The current study employed a whole blood assay designed to permit the quantification of cytokines produced by the full array of immune cells acting in concert within their normal milieu and is thought to simulate the in vivo environment (De Groote et al., 1992
). In contrast, others have measured cytokine production by activated monocytes or mononuclear cells (e.g., Suarez et al., 2003
), which provides greater specificity, but a less accurate picture of the total immune response. Evidence suggests that these differing methods can influence results.
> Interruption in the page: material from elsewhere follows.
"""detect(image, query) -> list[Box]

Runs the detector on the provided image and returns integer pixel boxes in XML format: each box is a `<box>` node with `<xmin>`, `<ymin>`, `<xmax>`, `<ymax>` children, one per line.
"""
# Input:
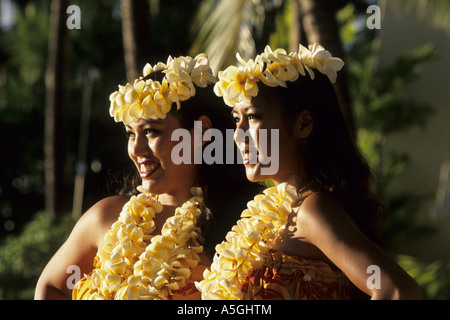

For example, in samples taken from the same healthy individuals, the stimulation of isolated mononuclear cells resulted in higher levels of IL-1 than the stimulation of whole blood cultures that contained identical concentrations of mononuclear cells, suggesting a downregulation of the cytokine response by elements in whole blood (DeGroote et al., 1992
). Given the goals of the current study, we selected to use a whole blood assay that offers a closer approximation of in vivo immune processes. Future work may benefit from the isolation of cells to permit an examination of the specific immune cells contributing to the observed inflammatory response (e.g. intracellular cytokine staining for flow cytometry).
It is well documented that women are more susceptible than men to a number of inflammatory conditions (e.g., autoimmune diseases) (Gleicher and Barad, 2007
; Lockshin, 2001
). However, the mechanisms of these differences are poorly elucidated. Although gender differences in cytokine production may contribute to this differential risk, it is important to note that the clinical significance of individual differences in pro-inflammatory cytokine production remain unclear. That said, initial evidence shows a positive association of stimulated cytokine production with health risk. For example, higher levels of LPS-stimulated inflammatory activity have been observed in patients with rheumatoid arthritis relative to healthy controls (Scuderi et al., 2003
) and among post myocardial infarction patients who go on to experience heart failure when compared with those who do not (Satoh et al., 2006
). Thus, further prospective investigation of gender differences in stress induced cytokine reactivity is justified to determine whether individual response patterns contribute to susceptibility to inflammatory disease.